The holidays are not typically a period associated with financial prudence, but fortunately, the majority of Canadians have taken steps throughout the year to build a bit of a financial cushion.

 

 

If you saved throughout the year, you're probably in good financial shape despite any holiday splurges.

Saving is an ongoing habit for the majority of Canadians with recent research from TD Canada Trust indicating that 53 per cent set aside at least 10 per cent of each paycheque.

Looking to the New Year, more are pledging to start building their nest egg, with nearly 6 in 10 saying they plan to save at least 10 per cent of each paycheque.

“This time of year, we focus heavily on budgeting for holiday expenses, but in reality, it’s the steps you take during the other 11 months of the year that are going to make the biggest difference to your overall financial picture,” says Senior TD Vice President Raymond Chun.

“If you saved throughout the year, you’re probably in good financial shape despite any holiday splurges. However, if you didn’t save throughout the year, now’s the time to set yourself up for financial success in 2012.”
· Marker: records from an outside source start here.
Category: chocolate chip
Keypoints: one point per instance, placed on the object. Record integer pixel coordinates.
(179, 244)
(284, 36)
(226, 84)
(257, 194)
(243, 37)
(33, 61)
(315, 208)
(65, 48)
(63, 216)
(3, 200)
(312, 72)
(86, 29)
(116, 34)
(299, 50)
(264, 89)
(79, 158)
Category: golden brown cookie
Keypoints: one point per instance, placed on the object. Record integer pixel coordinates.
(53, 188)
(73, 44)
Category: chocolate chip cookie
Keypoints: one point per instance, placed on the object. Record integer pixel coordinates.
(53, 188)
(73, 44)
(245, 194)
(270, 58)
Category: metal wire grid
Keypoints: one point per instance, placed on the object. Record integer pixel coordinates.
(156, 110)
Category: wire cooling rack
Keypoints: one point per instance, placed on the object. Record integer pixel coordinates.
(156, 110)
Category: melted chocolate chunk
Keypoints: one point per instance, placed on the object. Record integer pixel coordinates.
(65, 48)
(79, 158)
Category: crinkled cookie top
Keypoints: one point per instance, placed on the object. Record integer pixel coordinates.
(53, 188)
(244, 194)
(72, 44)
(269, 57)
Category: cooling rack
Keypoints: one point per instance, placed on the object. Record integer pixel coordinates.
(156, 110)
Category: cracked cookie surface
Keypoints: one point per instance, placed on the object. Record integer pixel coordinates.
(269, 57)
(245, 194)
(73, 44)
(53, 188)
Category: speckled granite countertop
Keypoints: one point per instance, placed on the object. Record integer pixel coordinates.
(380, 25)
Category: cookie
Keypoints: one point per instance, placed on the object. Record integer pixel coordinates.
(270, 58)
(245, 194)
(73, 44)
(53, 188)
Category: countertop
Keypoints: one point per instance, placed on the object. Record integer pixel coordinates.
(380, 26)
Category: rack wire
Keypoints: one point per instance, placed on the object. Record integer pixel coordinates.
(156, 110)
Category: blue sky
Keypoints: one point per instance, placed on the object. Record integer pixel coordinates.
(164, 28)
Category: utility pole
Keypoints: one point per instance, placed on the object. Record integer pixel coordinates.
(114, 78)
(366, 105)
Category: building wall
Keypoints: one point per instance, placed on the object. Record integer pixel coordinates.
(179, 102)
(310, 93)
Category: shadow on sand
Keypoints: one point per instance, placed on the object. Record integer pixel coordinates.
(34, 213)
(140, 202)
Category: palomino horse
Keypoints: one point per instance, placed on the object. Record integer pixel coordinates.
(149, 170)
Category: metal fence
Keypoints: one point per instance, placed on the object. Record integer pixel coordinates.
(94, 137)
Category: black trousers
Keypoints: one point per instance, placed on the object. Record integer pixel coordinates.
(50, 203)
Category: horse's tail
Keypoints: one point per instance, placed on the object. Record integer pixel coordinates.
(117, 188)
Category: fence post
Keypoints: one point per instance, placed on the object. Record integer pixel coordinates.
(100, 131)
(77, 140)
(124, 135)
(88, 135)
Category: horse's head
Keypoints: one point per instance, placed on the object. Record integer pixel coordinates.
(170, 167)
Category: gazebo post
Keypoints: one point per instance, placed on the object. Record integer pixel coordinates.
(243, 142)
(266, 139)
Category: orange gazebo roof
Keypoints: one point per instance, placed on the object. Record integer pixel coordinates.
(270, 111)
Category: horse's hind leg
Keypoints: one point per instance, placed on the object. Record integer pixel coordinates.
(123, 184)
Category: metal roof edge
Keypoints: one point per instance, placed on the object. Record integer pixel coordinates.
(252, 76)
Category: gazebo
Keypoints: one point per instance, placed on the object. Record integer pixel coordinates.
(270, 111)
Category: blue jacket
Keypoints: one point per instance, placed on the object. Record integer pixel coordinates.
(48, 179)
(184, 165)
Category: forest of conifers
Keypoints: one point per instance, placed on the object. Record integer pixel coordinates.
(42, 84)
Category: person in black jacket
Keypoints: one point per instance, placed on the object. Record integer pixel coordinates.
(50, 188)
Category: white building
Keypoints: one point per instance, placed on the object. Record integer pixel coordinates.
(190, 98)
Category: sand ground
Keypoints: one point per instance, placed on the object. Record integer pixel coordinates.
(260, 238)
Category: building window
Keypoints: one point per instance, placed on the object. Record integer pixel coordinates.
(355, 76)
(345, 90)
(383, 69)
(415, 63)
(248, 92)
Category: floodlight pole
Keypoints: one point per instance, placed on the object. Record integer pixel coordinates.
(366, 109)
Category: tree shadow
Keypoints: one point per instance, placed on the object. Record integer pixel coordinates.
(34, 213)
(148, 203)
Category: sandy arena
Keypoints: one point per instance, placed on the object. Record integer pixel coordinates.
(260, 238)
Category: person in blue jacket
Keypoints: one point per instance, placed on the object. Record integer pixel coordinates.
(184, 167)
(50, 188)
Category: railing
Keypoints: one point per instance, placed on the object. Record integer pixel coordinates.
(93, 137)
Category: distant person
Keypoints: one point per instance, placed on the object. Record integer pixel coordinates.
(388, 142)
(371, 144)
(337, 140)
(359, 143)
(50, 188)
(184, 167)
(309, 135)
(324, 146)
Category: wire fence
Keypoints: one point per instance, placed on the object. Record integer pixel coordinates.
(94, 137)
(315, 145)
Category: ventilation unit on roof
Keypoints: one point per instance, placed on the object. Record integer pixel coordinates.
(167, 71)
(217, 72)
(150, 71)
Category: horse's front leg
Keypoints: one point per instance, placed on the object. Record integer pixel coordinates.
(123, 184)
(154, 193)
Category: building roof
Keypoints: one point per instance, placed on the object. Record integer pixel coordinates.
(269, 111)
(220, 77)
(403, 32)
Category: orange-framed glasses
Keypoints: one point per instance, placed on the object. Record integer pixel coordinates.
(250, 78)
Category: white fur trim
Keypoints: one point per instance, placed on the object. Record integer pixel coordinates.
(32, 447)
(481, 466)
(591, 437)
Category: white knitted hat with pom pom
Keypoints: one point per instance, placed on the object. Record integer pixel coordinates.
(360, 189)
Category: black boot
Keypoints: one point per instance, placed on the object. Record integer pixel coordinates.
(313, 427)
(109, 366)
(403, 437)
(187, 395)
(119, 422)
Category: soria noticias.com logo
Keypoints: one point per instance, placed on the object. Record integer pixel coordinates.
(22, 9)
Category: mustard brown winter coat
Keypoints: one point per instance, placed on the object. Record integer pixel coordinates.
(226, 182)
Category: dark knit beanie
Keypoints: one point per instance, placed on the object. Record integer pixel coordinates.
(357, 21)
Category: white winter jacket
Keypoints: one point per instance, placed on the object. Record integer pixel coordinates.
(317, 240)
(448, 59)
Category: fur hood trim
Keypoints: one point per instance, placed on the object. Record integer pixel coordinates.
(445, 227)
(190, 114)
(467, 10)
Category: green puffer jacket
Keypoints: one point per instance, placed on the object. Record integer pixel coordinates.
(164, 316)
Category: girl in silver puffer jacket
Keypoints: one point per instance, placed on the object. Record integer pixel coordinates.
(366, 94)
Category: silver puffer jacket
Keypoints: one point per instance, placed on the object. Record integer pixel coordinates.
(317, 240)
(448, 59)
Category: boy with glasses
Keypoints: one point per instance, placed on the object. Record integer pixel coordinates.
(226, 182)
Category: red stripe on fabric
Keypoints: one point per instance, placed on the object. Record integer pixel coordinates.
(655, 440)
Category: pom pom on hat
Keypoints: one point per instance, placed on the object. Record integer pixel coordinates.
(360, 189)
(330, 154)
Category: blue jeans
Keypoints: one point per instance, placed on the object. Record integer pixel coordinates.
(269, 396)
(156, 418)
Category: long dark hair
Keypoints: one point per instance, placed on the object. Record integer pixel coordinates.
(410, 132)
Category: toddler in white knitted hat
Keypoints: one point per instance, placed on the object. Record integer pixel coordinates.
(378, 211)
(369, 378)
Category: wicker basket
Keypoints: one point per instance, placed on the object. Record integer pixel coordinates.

TD advises Canadians to make a financial pledge to themselves in 2012 and gives three steps to improved financial success:

1. Pay yourself first

TD research indicates that some Canadians may think they don’t earn enough money to be able to save regularly.

Chun advises that even small amounts can add up over time and “when you automate your savings by setting up a transfer from each paycheque, the money is put away before you have a chance to see it, or miss it”.

For those who already set aside money each paycheque, speaking with someone at your bank can help ensure your money is working for you. For instance, by switching your automatic transfers to an investment product within a TFSA, rather than a traditional savings account, you may benefit from higher-interest rates without paying tax on the growth.  Further, if you’ve grown comfortable with the amount you save each month, in the New Year, you might consider increasing the amount of your monthly transfer.

2. Balance financial priorities

Despite the best intentions to save, many Canadians have other financial obligations and are concerned about how to best spread their resources. Chun emphasizes the importance of living within your means.

“If you don’t have money to save each month because after housing and food your funds are being used for entertainment, for example, you need to examine your budget to see where you can cut back,” says Chun. “If you are spending more than you bring in each month, it is hard to get ahead. There are tools available through your bank, such as budget calculators that can help you easily calculate what you owe and what you can realistically save each month.”

For those starting out the year with debt, Chun suggests concentrating on paying down your highest interest debt before turning your focus to savings. “It’s important to balance saving for the future with paying off debt now.  As important as it is to save – and it is – if you are carrying debt at 19%, tackle that first before you put a significant focus on savings, but make sure you have an emergency fund that will cover at least a few months of expenses just in case.”

3. Make it easy – get organized

The same way monthly transfers can make savings happen automatically, pre-authorized debits can ensure that bills are paid on time to avoid late fees and interest charges.

“If you’re prone to missing payment due dates, setting up an automatic monthly withdrawal for the minimum or full amount will help you avoid late fees,” said Chun.  “This is a good strategy to give you a bit more flexibility when you look at your statements. It’s still important to review statements regularly and to ensure bills are paid off in full to avoid interest charges.”

“Another popular New Year’s resolution is to de-clutter; to do this simply turn off the paper and switch to paperless recordkeeping or online statements, and automate your savings and bill payments. Instead of receiving your bank statements in the mail, view your activity online or on your Smartphone with the TD mobile app,” said Chun.